Luis Filipe Diniz Baptista in beBee em Português, Advocacia e Jurídico, Finance / Banking Advogado - Coordenador da equipa legal due diligence Oct 29, 2019 · 1 min read · 1.2K

Regime Simplificado para Cessão de Créditos - Desafios e oportunidades para as massas insolventes

Regime Simplificado para Cessão de Créditos - Desafios e oportunidades para as massas insolventesA entrada em vigor, no pretérito dia 01 de julho, do Decreto-Lei n.º 42/2019, de 28 de março, veio acentuar as operações de securitização (titularização de créditos na terminologia adotada pelo legislador nacional *1), aumentando significativamente a "substituição" de credores reclamantes (sobretudo de bancos e sociedades financeiras por fundos de titularização de créditos) e criando um manancial de oportunidades e desafios para a administração das massas insolventes.

O novo regime, inserido no âmbito do Programa Capitalizar, visa agilizar o mercado, permitindo a célere transação de carteiras de créditos não produtivos (NPL´s) e, consequentemente, a redução dos níveis excessivos de endividamento de quaisquer entidades singulares ou coletivas, financeira ou não financeira.

As alterações agora introduzidas repercutem-se ao nível da forma, da habilitação processual e das operações de registo associadas:

  • Forma: documento particular, que constitui título bastante para inscrição da transmissão das hipotecas ou outras garantias sujeitas a registo, caso as assinaturas do cedente e cessionário sejam presencialmente reconhecidas (art. 4.º);
  • Habilitação processual: a substituição do cessionário pelo lugar anteriormente ocupado pelo cedente nos processos judiciais relacionados com os créditos cedidos torna-se mais simples e rápida, dispensando a abertura de incidente de habilitação de cessionário. Assim e para o efeito, basta que o cessionário comunique ao processo a cessão de créditos, juntando cópia do respetivo contrato, para se considerar habilitado (art. 3.º);
  • Registo de transmissão de garantias (incluindo hipotecas): passa a ser realizado de forma centralizada, em processo unitário, de natureza urgente e dispensada a prova da situação matricial (art. 5.º);

Apenas as cessões de créditos em massa beneficiam deste regime, consideradas como tal se preencherem os seguintes requisitos cumulativos:

a) O cessionário seja uma instituição de crédito, sociedade financeira ou uma sociedade de titularização de créditos (art. 2.º);

b) O contrato de cessão tem de ser escrito (pode ser documento particular, desde que com reconhecimento presencial de assinatura dos outorgantes – arts. 4.º e 3.º n.º 2);

c) Preço de alienação global dos créditos cedidos igual ou superior a 50.000€ (art. 2.º);

d) Carteira cedida composta por, pelo menos, 50 créditos distintos (art. 2.º).

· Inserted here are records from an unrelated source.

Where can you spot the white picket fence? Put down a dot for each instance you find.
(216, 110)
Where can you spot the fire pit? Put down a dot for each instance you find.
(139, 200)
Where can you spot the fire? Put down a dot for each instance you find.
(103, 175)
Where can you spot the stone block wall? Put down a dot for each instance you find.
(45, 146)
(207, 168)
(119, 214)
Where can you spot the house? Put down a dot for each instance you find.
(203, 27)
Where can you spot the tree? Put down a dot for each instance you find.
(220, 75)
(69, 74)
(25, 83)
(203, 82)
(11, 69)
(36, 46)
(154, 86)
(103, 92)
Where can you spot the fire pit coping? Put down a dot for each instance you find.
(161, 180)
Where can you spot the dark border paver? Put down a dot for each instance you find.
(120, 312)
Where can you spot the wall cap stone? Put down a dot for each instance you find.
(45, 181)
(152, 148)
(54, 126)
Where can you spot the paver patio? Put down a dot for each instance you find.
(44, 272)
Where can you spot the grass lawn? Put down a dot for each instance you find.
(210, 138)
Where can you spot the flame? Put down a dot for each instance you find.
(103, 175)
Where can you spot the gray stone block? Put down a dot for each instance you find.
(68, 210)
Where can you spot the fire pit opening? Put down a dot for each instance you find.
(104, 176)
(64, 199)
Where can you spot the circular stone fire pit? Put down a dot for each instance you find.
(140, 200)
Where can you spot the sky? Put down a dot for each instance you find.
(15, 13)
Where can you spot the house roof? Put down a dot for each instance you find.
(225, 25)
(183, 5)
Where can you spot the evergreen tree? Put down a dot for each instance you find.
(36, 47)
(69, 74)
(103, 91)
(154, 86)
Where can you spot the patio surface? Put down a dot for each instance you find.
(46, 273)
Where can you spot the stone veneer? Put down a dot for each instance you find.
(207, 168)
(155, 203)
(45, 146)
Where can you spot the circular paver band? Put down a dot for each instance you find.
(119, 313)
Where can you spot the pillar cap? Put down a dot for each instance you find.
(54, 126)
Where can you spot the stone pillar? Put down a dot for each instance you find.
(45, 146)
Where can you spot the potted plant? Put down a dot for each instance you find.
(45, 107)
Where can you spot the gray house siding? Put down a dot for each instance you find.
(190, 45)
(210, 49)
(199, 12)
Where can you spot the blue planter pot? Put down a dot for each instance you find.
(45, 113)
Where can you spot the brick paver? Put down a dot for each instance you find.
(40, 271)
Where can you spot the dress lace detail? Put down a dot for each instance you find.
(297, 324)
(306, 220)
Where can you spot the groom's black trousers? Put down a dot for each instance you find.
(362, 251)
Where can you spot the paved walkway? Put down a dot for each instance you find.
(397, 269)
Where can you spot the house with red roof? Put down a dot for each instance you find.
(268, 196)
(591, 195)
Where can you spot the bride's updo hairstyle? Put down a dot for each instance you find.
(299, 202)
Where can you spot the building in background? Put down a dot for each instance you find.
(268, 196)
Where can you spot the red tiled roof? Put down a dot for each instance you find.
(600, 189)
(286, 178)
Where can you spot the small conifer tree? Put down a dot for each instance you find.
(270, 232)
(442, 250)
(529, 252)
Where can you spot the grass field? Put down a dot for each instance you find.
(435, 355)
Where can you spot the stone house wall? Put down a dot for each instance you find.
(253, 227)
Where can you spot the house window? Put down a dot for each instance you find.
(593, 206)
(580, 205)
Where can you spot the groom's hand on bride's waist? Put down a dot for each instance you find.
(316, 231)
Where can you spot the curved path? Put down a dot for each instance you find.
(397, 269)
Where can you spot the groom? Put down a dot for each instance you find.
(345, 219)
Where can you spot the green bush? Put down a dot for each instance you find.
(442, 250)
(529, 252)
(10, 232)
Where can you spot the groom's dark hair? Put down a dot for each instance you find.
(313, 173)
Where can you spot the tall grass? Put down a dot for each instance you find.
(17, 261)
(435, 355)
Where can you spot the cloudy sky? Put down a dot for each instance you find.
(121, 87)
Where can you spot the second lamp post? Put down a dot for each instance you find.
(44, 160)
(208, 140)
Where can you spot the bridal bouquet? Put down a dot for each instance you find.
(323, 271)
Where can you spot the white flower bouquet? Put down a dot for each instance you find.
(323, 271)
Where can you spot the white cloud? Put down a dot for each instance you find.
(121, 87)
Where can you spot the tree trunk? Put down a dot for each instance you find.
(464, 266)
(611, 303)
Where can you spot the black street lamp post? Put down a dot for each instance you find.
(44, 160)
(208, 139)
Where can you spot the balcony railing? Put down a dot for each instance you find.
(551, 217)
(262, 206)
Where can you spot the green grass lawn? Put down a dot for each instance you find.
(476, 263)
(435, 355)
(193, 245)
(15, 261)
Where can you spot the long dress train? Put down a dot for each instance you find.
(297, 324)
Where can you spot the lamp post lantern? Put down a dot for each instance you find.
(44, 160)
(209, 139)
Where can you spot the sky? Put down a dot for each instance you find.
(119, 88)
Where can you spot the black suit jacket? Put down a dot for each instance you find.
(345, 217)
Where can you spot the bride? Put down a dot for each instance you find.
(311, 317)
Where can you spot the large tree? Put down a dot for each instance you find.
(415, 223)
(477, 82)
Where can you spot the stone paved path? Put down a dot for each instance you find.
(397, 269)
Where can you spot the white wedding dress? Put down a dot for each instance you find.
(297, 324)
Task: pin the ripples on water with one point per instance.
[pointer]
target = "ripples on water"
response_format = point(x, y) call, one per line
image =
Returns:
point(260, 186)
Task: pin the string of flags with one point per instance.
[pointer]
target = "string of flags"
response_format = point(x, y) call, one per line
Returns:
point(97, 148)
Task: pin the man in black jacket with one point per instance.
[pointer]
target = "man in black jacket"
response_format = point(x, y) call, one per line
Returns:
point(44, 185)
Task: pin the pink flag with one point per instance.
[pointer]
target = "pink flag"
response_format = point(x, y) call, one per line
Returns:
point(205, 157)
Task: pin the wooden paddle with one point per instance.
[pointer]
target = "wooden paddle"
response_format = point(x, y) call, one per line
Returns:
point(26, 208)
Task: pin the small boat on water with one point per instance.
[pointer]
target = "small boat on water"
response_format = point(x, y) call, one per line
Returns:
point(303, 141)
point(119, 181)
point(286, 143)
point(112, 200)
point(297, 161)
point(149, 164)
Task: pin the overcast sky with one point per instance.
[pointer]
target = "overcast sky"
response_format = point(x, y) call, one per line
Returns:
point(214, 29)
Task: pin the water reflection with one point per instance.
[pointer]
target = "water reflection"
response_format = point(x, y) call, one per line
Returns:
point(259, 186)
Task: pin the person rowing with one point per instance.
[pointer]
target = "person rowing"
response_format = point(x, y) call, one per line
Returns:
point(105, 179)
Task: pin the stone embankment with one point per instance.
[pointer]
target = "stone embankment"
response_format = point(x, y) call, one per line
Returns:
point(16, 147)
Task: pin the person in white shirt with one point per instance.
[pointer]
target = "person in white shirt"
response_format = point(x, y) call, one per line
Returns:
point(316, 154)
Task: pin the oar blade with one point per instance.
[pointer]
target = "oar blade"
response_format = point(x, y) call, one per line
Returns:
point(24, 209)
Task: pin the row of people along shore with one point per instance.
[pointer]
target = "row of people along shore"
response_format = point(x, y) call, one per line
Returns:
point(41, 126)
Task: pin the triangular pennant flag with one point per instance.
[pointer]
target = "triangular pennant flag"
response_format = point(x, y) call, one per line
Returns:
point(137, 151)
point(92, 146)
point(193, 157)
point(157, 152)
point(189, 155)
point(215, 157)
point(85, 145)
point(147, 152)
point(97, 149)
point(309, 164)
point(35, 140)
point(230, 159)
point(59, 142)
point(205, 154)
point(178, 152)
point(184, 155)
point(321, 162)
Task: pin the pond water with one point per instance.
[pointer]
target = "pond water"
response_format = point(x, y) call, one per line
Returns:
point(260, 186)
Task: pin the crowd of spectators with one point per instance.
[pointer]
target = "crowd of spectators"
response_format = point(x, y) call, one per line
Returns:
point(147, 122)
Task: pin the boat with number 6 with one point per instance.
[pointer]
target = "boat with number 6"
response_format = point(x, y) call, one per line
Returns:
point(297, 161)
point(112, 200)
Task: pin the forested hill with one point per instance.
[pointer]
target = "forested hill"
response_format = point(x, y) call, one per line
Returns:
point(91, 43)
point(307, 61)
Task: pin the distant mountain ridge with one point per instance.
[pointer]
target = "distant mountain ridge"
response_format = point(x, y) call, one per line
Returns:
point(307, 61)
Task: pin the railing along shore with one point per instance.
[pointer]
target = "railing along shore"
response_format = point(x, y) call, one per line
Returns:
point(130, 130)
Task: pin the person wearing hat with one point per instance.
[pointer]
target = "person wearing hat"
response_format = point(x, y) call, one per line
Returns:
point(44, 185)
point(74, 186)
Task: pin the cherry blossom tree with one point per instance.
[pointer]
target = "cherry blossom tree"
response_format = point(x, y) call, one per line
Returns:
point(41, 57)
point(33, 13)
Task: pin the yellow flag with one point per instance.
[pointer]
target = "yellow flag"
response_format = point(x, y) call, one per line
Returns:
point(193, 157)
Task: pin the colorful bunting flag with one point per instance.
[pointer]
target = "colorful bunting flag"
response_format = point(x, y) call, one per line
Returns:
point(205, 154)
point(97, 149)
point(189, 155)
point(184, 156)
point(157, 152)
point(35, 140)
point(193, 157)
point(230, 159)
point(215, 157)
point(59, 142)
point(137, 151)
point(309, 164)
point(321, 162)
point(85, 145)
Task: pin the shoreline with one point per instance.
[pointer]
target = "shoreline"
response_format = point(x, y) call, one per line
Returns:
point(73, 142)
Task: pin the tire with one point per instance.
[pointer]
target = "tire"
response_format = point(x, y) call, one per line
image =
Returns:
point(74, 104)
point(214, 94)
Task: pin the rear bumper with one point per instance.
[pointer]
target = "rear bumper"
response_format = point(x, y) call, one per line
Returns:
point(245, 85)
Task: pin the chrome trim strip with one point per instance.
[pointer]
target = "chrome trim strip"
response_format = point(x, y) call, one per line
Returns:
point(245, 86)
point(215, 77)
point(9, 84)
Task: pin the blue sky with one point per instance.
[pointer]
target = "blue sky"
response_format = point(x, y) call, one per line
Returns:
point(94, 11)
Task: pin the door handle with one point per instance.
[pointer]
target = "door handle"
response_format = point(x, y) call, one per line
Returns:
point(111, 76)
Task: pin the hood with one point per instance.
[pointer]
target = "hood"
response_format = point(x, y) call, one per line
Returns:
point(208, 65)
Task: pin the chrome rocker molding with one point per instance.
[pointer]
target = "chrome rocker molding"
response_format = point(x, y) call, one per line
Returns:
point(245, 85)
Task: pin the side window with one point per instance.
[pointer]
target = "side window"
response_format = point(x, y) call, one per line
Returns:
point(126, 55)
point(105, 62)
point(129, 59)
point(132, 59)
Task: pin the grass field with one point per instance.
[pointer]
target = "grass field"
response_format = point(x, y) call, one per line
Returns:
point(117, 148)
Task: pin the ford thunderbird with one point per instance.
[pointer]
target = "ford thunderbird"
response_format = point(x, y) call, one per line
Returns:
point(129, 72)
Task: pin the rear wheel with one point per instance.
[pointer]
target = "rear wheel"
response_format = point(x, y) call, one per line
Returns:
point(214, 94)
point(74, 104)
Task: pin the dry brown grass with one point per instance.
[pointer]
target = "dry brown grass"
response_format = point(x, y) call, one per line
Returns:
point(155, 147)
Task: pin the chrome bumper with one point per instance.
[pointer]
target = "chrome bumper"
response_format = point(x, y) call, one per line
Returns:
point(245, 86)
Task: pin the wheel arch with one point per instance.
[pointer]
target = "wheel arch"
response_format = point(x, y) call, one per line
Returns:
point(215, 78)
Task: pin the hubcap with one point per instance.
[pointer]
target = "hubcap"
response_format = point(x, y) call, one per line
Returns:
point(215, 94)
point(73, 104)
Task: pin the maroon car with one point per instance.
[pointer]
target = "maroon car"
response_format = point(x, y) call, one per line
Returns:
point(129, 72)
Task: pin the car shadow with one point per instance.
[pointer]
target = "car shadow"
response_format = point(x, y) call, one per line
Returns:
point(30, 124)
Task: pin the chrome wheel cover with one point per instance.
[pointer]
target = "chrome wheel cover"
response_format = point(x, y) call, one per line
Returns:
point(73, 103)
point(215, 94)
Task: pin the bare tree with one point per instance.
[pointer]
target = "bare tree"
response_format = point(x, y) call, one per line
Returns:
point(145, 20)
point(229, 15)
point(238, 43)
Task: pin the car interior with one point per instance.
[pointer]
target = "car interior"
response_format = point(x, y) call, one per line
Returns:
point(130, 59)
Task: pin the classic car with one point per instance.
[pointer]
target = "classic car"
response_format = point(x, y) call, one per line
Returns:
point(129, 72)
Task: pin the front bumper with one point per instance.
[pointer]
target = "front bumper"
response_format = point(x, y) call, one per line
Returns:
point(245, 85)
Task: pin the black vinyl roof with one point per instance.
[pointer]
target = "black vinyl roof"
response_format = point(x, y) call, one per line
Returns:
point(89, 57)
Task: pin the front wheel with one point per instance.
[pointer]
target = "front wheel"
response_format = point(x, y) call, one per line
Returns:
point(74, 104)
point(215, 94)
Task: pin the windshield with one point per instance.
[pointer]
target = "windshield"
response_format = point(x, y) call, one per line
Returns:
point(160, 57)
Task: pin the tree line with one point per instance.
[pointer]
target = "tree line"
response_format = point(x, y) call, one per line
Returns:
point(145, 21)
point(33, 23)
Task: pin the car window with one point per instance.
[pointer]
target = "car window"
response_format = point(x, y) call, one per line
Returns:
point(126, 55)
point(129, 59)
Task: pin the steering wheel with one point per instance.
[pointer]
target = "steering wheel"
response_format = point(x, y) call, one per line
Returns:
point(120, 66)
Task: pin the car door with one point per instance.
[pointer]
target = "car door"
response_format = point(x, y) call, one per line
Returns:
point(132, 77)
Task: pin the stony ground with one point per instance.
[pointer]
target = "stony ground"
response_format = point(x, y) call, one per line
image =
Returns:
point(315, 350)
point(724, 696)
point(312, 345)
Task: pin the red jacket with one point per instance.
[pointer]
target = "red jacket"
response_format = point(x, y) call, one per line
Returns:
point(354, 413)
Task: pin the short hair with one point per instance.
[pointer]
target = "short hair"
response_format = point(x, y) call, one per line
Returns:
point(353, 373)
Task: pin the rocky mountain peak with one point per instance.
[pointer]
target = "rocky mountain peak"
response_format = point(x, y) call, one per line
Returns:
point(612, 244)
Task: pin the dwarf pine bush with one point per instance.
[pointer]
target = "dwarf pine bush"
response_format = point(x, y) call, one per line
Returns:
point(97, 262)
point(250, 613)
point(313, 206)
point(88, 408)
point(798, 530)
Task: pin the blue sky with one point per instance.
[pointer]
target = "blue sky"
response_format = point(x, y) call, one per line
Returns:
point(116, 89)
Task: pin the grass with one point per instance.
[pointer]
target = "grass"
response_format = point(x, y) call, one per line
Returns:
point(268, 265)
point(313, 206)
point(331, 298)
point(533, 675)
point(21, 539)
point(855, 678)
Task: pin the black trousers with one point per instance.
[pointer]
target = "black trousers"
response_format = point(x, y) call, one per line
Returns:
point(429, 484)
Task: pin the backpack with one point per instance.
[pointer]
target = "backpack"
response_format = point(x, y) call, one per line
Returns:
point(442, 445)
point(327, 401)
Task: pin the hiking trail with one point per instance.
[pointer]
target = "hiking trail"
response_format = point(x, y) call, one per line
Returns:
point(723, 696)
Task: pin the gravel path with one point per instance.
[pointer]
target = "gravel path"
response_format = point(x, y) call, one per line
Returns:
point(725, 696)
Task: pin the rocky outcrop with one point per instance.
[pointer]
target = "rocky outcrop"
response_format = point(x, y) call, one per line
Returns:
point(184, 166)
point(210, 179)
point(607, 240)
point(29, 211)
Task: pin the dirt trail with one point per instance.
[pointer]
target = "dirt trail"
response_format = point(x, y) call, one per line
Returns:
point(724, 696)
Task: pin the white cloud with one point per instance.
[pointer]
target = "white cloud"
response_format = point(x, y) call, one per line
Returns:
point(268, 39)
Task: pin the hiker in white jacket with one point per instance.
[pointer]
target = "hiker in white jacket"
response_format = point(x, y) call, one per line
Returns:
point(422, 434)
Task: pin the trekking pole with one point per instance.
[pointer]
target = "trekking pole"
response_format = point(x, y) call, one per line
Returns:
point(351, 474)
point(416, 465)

Desafios para os Senhores Administradores Judiciais

  • Confirmar o cumprimento dos requisitos supra enumerados, analisando o contrato de cessão (único documento obrigatoriamente junto pelo cessionário - art. 3.º n.º 2);
  • Identificar claramente qual/quais os contratos cedidos e a quem. Tarefa especialmente complicada nos casos (cada vez mais usuais) em que o mesmo credor (cedente) cede apenas parte dos créditos que reclamou e, também não raras vezes, fá-lo a diversas entidades (cessionários). Por exemplo, o Banco A cede créditos hipotecários à sociedade X, créditos não hipotecários à sociedade Y e mantém na sua esfera jurídica outros tipos de créditos (e.g. garantias bancárias);
  • Impulsionar a substituição do representante na comissão de credores e, nos casos em que o cedente presidia, na conta bancária da massa insolvente;
  • Agilizar/acelerar a liquidação do ativo, promovendo a venda dos bens apreendidos através da modalidade da alienação preferencialmente definida na lei (art. 164.º/2 CIRE): leilão eletrónico.

Oportunidades para as massas insolventes

  • Celeridade nas vendas dos bens apreendidos. O pragmatismo e rapidez nas decisões dos cessionários, associado à maior predisposição para adjudicarem os bens sobre os quais incidem os seus créditos garantidos, facilita a conclusão da liquidação do ativo e permite encerrar processos que se arrastavam no tempo.

*1 - Dec. Lei 453/99 de 05 de novembro, republicado pela Lei 69/2019 de 28 de agosto.